A spate of recent terrorist attacks has driven an increase in security measures and exacerbated hate speech, a United Nations human rights expert warned today, calling for States to do more to meet the challenge of countering terrorism without fuelling racism and xenophobia.
“After recent terrorist attacks, I have witnessed the proliferation of anti-Muslim rhetoric and the rise of right-wing extremist parties,” Mutuma Ruteere, the UN Special Rapporteur on contemporary forms of racism told the Geneva-based Human Rights Council.
Introducing his latest report, he said: “This has led to an atmosphere of fear towards Muslims in countries where they are seen as a separate ethnic group or viewed as foreign.”
“Meanwhile,” the UN expert continued, “counter-terrorism policies have disproportionally affected people from Middle Eastern countries, considerably restricting their freedom of movement. Several countries have amended legislation to make it easier to strip citizens of their nationalities if they are suspected of terrorist-related activities.”
Mr. Ruteere called addressing economic inequalities “key” to meeting the challenge of countering terrorism without fuelling racism, xenophobia and discrimination.
“With the onset of economic crises worldwide, populist parties have gained support by capitalizing on constituents' concerns over the financial burdens of migration and their belief that migrants engage in crime, take jobs away from nationals, pose a threat to national identity or have religious practices that are incompatible with modern societies,” he explained.
He also noted the particular challenges being posed to human rights and democracy by neo-Nazis, skinhead groups and other extremist movements.
“Consistent vigilance against racist and xenophobic crimes is required,” underscored Mr. Ruteere. “States must do more to combat the rise in extremist groups, and highlight good practices developed by each other and by other stakeholders.”
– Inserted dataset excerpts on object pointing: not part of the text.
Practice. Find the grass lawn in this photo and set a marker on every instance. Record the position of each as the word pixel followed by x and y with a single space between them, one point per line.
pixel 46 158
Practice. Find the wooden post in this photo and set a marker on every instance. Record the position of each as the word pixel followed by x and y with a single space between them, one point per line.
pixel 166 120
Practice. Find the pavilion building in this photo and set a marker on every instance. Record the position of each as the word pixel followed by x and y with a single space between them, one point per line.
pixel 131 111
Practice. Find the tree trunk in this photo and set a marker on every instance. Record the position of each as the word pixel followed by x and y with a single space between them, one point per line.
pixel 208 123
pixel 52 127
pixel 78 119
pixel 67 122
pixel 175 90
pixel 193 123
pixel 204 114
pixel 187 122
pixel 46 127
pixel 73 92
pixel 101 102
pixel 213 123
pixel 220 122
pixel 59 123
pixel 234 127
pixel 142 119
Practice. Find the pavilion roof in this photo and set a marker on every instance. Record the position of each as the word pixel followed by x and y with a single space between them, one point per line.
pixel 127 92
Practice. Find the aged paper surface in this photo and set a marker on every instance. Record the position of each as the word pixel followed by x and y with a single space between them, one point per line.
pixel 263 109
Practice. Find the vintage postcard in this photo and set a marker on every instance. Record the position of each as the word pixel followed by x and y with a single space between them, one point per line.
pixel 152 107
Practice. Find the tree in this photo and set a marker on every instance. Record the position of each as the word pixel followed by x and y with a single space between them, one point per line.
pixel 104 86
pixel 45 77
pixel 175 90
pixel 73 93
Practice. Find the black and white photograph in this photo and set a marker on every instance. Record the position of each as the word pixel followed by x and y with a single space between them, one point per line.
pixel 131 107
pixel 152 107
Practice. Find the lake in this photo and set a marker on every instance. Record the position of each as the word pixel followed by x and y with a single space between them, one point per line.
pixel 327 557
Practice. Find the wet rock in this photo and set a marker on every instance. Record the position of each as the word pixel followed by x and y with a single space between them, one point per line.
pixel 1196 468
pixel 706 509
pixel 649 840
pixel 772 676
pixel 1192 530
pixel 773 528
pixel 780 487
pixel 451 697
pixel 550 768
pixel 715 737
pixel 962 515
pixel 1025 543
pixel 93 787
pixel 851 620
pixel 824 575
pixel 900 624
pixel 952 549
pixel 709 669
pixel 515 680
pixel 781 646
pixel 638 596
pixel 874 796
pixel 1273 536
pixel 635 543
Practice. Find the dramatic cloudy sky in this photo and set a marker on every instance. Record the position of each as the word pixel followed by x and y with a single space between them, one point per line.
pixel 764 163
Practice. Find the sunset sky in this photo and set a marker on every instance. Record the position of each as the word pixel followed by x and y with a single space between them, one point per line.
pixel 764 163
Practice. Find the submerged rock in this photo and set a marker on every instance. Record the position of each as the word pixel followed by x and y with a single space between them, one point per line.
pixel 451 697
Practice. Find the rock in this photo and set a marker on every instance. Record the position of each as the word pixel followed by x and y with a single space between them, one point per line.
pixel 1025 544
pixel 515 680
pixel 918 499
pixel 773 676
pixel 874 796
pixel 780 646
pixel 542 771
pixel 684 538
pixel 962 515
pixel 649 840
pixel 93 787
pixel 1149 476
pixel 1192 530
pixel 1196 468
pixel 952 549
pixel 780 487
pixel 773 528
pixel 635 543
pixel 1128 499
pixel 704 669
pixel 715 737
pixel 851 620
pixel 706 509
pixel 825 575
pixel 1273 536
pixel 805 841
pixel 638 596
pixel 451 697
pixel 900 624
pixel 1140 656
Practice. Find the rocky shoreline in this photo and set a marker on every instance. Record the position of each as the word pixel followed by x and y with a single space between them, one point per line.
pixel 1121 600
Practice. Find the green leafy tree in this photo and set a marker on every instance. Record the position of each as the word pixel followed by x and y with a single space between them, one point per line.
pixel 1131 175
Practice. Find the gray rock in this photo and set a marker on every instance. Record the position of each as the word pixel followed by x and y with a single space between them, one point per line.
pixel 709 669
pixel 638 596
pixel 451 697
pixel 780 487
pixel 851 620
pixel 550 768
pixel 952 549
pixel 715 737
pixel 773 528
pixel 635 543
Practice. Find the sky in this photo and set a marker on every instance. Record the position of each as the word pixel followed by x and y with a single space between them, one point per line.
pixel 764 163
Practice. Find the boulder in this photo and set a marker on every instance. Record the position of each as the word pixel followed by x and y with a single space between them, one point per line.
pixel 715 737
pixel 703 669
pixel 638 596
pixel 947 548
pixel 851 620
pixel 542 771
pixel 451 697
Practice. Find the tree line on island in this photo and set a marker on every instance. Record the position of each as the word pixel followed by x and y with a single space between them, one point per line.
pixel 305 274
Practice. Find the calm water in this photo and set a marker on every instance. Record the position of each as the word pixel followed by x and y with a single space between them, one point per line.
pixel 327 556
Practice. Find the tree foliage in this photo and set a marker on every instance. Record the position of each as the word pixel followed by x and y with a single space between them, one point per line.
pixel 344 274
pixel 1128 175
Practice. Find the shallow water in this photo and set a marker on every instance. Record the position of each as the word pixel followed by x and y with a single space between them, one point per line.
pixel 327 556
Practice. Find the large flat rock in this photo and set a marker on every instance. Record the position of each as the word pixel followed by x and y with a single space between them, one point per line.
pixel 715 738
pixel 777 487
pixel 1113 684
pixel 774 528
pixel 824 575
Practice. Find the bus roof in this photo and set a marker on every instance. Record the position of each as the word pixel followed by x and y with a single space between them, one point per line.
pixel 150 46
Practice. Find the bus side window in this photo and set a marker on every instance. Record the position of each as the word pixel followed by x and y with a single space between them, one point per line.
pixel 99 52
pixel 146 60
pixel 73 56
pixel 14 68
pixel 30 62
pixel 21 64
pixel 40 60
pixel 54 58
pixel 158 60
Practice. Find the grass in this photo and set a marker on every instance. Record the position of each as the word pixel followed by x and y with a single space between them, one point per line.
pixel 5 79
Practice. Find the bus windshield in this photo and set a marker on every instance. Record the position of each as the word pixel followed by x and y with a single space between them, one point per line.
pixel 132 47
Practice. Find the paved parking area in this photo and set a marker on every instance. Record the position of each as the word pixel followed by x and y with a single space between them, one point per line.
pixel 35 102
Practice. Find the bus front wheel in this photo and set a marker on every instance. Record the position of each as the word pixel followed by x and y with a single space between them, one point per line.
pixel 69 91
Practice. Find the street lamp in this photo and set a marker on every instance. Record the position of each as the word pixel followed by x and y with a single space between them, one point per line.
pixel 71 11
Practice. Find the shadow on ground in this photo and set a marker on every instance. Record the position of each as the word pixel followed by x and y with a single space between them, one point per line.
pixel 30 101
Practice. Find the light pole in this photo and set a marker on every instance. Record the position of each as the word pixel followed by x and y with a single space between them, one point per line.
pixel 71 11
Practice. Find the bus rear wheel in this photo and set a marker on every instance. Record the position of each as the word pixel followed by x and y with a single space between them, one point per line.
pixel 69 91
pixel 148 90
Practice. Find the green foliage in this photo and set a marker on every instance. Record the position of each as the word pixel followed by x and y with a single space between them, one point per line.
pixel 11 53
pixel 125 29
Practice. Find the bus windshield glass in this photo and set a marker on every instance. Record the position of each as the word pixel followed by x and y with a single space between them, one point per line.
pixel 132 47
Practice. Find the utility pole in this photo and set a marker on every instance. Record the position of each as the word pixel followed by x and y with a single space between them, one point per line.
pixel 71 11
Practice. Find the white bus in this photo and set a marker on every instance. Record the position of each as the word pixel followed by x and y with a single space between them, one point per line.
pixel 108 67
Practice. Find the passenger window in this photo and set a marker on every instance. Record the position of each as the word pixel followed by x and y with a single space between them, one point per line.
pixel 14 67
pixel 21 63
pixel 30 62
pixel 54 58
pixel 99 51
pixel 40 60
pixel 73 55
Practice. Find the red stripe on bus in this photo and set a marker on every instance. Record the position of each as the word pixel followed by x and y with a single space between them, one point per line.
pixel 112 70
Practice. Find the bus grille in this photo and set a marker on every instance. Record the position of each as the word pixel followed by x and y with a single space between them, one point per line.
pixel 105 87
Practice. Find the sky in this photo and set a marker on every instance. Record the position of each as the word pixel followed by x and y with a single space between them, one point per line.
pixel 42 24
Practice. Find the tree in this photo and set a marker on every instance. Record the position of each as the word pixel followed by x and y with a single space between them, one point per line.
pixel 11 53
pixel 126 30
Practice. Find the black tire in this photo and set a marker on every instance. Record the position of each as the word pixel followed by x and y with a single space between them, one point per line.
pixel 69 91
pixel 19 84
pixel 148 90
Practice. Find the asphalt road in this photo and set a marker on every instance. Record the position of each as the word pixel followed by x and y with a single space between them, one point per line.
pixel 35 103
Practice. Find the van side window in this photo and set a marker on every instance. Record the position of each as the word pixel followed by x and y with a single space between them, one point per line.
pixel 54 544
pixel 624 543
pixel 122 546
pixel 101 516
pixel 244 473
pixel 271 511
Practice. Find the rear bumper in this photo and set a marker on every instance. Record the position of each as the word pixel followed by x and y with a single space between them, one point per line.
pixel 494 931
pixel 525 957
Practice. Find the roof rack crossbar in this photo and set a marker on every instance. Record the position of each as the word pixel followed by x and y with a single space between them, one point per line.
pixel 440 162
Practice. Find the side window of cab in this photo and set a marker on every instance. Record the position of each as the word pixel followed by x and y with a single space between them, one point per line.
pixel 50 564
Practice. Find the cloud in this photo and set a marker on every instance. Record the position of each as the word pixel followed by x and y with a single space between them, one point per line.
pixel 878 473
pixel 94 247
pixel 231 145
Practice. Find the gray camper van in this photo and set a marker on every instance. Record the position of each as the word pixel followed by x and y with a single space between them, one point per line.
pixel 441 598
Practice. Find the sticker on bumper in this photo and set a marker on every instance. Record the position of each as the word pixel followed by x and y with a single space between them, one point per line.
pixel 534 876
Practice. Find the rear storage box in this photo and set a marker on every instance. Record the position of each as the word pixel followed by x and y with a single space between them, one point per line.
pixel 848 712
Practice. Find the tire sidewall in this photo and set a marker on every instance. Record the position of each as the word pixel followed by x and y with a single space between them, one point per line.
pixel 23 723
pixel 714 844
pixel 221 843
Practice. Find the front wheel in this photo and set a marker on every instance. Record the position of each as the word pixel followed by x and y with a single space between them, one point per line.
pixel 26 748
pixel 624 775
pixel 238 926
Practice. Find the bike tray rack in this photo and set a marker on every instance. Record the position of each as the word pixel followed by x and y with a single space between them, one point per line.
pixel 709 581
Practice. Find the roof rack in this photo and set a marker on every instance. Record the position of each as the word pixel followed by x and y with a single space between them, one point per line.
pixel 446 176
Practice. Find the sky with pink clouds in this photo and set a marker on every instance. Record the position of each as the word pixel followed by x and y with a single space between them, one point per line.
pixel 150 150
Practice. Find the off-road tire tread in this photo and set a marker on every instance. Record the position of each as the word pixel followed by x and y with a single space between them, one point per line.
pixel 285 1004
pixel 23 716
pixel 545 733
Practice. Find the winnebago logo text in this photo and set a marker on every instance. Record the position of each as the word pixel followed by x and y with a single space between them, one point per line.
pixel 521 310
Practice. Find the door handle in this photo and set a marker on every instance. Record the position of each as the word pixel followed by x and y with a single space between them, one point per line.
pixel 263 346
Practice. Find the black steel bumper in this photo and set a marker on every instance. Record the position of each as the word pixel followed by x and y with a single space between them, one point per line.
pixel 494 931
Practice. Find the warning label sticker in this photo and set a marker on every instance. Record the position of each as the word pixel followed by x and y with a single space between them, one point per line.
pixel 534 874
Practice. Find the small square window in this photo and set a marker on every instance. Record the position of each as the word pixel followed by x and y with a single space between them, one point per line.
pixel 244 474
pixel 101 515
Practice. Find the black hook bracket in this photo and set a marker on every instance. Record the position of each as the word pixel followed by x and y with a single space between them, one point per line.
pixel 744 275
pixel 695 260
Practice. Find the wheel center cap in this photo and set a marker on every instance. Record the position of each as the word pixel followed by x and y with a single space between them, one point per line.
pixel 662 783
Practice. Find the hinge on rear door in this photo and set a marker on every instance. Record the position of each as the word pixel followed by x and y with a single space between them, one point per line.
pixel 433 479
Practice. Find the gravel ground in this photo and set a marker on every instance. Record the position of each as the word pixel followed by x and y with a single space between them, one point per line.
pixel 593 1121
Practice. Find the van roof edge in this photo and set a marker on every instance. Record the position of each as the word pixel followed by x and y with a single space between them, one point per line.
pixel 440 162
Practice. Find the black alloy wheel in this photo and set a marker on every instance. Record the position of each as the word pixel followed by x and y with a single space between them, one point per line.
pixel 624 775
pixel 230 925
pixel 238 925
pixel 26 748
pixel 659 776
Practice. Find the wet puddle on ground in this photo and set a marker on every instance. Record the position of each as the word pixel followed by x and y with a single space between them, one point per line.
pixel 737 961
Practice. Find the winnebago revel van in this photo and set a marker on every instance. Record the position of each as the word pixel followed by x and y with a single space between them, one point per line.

“Extremists continue to blame vulnerable groups for society's problems and incite intolerance and violence against them. States and other relevant groups must ensure better protection for victims and prevent future crimes,” he stressed.
Mr. Ruteere's report also looked at racism in sport, the Internet and social media, the role of education in the prevention of racism, and the use of racial profiling in law enforcement.
While pointing out that new technologies, including the Internet, are key tools in preventing racism and discrimination, he noted: “The intersection of poverty and racism means that excluded minority groups might have less access to the internet. States should, therefore, adopt measures to make the Internet widely available, increasing opportunities for meaningful interaction and participation.”
Special Rapporteurs and independent experts are appointed by the Geneva-based UN Human Rights Council to examine and report back on a specific human rights theme or a country situation. The positions are honorary and the experts are not UN staff, nor are they paid for their work.